Hand joints without osteoarthritis maintain their joint space when other joints have or develop osteoarthritis.
Articular cartilage loss is a key feature of osteoarthritis, and many people assume osteoarthritis is a systemic disease of articular cartilage, explains Jeffrey B. Driban, PhD, AT Ret, CSCS. “Several studies have suggested hand osteoarthritis is likely systemic, and people with hand osteoarthritis are predisposed to general cartilage loss,” he says. “However, few researchers have performed longitudinal studies of finger joint space width (JSW), which represents articular cartilage, among people with or without hand osteoarthritis, let alone large studies that could clarify the systemic nature of cartilage loss in hand osteoarthritis.”
For a study published in Rheumatology, Dr. Driban and colleagues sought to determine if normal joints—based on a radiograph—had more JSW loss over 4 years in hands with incident or prevalent osteoarthritis elsewhere in the hand versus hands without osteoarthritis.
Unpooled Effect Sizes Were Measured to Interpret Differences
In a cohort of 3,368 patients from the Osteoarthritis Initiative, the researchers measured JSW in the distal and proximal interphalangeal joints. Patients underwent baseline and 48-month hand radiographs; 16 hand joints were scored (including the thumb base) for Kellgren-Lawrence (KL) grade. A joint with a KL grade greater than 2 was determined to have osteoarthritis.

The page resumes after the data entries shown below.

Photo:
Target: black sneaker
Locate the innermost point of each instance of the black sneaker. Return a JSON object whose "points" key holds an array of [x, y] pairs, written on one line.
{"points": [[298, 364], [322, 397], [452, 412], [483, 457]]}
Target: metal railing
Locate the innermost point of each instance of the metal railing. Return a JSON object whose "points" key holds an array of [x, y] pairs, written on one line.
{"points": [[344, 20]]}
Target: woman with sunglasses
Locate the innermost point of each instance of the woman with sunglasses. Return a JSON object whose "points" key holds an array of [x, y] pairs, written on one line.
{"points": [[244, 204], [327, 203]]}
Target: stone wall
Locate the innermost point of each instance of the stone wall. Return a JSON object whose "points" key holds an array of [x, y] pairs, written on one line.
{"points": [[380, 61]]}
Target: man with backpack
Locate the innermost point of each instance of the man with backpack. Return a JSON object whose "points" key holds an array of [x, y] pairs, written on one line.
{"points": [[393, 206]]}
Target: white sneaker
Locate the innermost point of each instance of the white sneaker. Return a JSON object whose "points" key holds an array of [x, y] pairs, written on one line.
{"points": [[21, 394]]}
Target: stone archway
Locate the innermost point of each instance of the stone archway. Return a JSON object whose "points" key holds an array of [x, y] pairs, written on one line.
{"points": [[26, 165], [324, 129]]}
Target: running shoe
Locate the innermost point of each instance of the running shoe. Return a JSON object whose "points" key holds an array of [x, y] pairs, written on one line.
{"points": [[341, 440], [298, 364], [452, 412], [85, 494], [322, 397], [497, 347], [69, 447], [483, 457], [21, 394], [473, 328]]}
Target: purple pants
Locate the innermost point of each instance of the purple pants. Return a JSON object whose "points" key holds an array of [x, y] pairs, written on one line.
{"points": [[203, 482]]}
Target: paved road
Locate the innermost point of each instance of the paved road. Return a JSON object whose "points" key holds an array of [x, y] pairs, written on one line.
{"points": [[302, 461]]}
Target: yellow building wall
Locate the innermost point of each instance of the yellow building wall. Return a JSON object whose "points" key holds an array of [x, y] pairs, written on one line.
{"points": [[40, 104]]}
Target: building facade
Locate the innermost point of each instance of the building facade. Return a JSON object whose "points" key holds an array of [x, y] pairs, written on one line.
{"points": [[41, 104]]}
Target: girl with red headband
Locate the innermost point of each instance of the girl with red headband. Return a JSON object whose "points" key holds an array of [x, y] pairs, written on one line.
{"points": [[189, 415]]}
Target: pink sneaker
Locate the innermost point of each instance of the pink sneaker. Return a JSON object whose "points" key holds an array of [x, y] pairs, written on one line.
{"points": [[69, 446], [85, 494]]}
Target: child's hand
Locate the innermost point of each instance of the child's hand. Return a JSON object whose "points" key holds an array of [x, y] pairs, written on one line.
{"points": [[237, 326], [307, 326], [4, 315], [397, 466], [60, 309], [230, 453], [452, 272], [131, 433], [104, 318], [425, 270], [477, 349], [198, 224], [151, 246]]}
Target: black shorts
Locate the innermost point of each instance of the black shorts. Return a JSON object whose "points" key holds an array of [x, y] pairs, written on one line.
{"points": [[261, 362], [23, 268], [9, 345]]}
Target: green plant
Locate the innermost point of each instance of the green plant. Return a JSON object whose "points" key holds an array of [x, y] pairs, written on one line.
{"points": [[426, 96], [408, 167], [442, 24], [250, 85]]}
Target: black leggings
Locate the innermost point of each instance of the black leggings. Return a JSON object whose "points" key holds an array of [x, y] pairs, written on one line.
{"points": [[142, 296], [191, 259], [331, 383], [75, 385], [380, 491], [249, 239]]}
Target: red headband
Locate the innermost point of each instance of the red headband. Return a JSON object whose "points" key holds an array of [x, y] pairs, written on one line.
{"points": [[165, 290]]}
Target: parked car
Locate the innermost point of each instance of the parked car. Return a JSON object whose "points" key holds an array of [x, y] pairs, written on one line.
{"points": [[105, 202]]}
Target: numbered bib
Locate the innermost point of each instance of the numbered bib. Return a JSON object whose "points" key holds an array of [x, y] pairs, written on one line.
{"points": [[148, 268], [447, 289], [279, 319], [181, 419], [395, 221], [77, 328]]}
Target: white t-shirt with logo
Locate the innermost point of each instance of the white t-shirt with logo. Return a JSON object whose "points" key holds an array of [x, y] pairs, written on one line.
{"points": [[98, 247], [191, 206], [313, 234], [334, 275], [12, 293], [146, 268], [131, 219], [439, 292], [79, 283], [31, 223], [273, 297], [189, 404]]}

Three groups were classified based on longitudinal hand osteoarthritis status:
- No hand osteoarthritis (KL<2 in all 16 joints) at the baseline and 48-month visits.
- Incident hand osteoarthritis (KL<2 in all 16 joints at baseline and >1 joint with KL>2 at 48-months).
- And, prevalent hand osteoarthritis (>1 joint with KL>2 at baseline and 48 months).
“We then compared if JSW in radiographically normal joints differed across these three groups,” Dr. Driban says. “To help interpret the differences between groups, we measured unpooled effect sizes.”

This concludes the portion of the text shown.